Representative restrictions:

  • no parent::
  • no ancestor::
  • no preceding:: or preceding-sibling::
  • no last()
  • no full-document count(//foo) style logic
  • no patterns or expressions that inherently require revisiting prior nodes

The first version should be intentionally narrow and obvious.

Diagnostics

Streaming is only interesting in Weaver if it is explainable.

The design target is diagnostics like:

Streaming violation:
  expression uses preceding-sibling::
  which requires backward traversal

Suggested rewrite:
  accumulate state in xsl:iterate

That means the streaming layer should aim to report:

  • what construct is illegal in streaming mode
  • why it breaks forward-only execution
  • where it appears in the stylesheet
  • when possible, a practical rewrite direction

Architecture direction

The streaming path should be treated as a second execution model with shared semantics, not as a bolt-on optimization.

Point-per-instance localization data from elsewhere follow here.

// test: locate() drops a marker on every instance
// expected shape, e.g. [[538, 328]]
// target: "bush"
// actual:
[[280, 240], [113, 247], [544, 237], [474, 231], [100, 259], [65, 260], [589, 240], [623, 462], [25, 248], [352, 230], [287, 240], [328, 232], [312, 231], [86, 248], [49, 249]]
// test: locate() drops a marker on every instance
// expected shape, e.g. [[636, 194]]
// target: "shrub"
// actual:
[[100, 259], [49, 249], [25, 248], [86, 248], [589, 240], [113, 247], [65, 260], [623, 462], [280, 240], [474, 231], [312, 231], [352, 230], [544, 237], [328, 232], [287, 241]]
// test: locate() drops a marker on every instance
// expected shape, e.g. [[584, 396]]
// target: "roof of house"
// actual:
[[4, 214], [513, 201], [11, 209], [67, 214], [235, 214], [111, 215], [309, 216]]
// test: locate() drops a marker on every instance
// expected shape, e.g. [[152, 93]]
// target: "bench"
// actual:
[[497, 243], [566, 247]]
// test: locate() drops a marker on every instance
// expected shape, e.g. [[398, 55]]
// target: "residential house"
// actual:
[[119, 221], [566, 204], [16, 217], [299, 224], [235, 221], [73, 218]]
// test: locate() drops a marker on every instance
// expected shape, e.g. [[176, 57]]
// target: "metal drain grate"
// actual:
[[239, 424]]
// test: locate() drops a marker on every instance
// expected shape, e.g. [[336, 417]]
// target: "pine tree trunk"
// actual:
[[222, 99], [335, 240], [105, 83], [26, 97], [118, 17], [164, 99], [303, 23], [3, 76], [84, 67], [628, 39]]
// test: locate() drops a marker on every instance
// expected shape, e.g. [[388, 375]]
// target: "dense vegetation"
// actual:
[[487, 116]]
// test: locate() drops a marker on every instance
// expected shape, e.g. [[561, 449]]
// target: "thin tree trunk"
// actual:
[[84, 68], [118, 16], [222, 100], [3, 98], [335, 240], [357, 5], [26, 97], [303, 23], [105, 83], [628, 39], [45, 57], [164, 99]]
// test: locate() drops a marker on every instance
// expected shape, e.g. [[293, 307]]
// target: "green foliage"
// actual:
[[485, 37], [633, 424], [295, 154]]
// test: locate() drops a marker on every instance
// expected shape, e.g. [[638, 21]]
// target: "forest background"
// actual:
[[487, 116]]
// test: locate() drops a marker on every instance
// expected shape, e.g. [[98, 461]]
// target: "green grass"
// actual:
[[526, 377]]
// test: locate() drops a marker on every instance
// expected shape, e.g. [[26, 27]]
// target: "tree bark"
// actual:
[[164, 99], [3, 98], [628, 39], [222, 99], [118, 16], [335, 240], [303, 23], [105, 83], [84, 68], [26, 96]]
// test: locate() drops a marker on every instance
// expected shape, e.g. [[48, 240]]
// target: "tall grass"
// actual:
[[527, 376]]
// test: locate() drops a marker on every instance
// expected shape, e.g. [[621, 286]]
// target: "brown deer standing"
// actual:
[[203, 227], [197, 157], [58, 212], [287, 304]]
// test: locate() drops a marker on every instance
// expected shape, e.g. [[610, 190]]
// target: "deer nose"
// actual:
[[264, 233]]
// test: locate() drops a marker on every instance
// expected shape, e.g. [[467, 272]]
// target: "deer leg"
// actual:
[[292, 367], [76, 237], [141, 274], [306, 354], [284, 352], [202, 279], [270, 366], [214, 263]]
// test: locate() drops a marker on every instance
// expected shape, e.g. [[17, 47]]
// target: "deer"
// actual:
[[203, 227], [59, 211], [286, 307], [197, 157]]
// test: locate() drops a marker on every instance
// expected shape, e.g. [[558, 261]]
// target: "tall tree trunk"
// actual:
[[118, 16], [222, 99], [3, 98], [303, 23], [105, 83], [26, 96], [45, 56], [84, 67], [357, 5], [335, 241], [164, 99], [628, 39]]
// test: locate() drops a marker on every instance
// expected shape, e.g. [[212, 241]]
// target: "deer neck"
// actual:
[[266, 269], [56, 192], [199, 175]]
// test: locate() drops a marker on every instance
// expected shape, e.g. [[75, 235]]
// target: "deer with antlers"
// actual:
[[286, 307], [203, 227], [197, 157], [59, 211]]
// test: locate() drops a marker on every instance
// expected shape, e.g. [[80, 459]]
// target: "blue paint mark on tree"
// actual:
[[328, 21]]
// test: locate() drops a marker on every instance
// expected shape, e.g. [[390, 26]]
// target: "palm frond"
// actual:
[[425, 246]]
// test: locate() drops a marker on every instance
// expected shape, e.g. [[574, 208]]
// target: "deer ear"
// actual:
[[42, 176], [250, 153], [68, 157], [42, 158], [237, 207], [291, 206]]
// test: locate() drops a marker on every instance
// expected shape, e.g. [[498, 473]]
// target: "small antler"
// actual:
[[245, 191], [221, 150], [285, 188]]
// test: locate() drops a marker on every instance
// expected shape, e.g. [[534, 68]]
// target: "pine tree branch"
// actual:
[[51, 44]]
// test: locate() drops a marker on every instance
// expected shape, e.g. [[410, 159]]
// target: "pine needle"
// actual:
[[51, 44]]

That suggests a later shape like:

XML stream
  → event-based input model
  → streaming execution state
  → output writer

with the same diagnostics model and shared semantic boundaries used elsewhere in the engine.

Later expansion

If the interpreter-first streaming subset proves useful, later work can explore:

  • richer streamable expression analysis
  • more structured rewrite guidance
  • streaming-aware validation interactions
  • eventual native/codegen streaming if the semantics justify it

Decision summary

Streaming remains a tracked-later design.

When Weaver picks it up, the right first move is a practical, forward-only, interpreter-first subset with strong diagnostics.